Ce problème me semble en fait largement orthogonal à la question de la séparation : une crise de liquidité peut se produire dès lors qu'existe un doute sur la valeur du capital d'une banque, qu'il s'agisse de prêts immobiliers ou d'une structure de capital plus complexe.
Mon troisième point est un appel à faire attention aux ordres de grandeur. Je lis régulièrement des accusations voulant que les banques jouent avec leur capital et avec l'argent des petits épargnants, souvent en face d'une perte importante comme celle qui vient de toucher UBS. Si l'expression conjure celle de l'homme ruiné par le jeu, il faut rappeler que ces pertes, exceptionnelles (celle d'UBS entre directement n°2 dans l'histoire des pertes réalisées frauduleusement par un trader), elles sont de l'ordre de grandeur d'une année de bénéfices de la banque concernée. En d'autres termes, rien qui ne puisse être épongé par une année sans dividendes aux actionnaires.
Mon quatrième point est une mise en garde. Plus encore que dans mes fonctions précédentes, je suis frappé par l'incompétence, quand ce n'est pas l'ignorance crasse, de nombreux commentateurs, fussent-ils eux-mêmes acteurs dans le domaine de la finance. Il faut donc, plus encore qu'ailleurs, se garder des simplifications et remonter aux sources. On ne peut, semble-t-il, pas faire confiance aux journalistes sur ce point. Ainsi, je me suis rendu compte en documentant ce billet que le rapport Vickers, réputé dans toute la presse préconiser une séparation entra banque d'affaires et banque de détails, ne recommande en fait qu'une séparation fonctionnelle en filiales à l'intérieur des groupes, soit quelque chose fort éloigné d'une séparation à la Glass-Steagall et pas si éloigné de la structure actuelle des banques européennes.
3 réactions
1 De Gizmo - 24/09/2011, 18:39
"Mon deuxième point est que la fonction essentielle d'une banque est de créer de la liquidité. Un[e] banque effectue essentiellement de la transformation : elle transforme de[s] dépôts liquides (car retirables à la demande) en des prêts illiquides. "

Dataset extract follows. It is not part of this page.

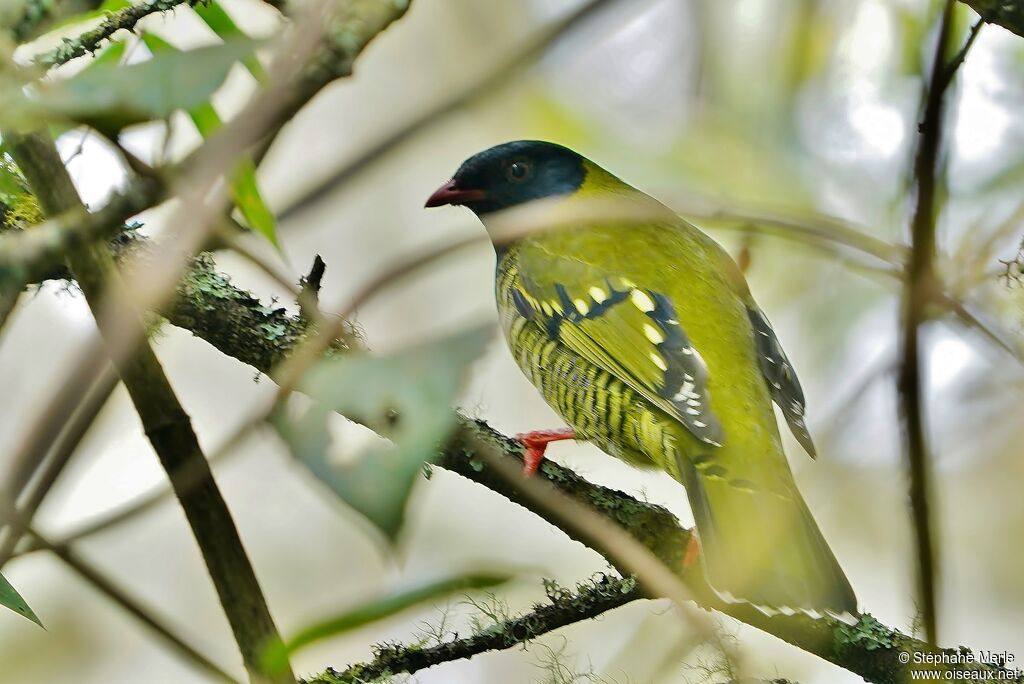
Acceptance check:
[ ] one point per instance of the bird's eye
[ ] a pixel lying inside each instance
(518, 171)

L'enchaînement des deux phrases montre l'incohérence : à proprement parler, la fonction de transformation consiste à transformer des actifs illiquides (/longs/risqués/contenant de l'information privée) en passifs liquides (courts/à faible risque). Même si l'intuition de la vulgate amène à écrire le contraire...
2 De Mathieu P. - 25/09/2011, 12:01
I beg to disagree : si les déposant devaient allouer leur épargne directement aux investisseurs, ils seraient contraints d'avoir une épargne très illiquide. Pour les épargnants donc, le recours au système bancaire crée donc bel et bien de la liquidité.
3 De Malou13100 - 08/03/2013, 13:28
Il y a une sérieuse faute d'orthographe à corriger pour donner plus de crédibilité à votre article.
Les banqu (ent)...
Arrgh, et dire que cette faute a traîné des mois. Merci, c'est corrigé.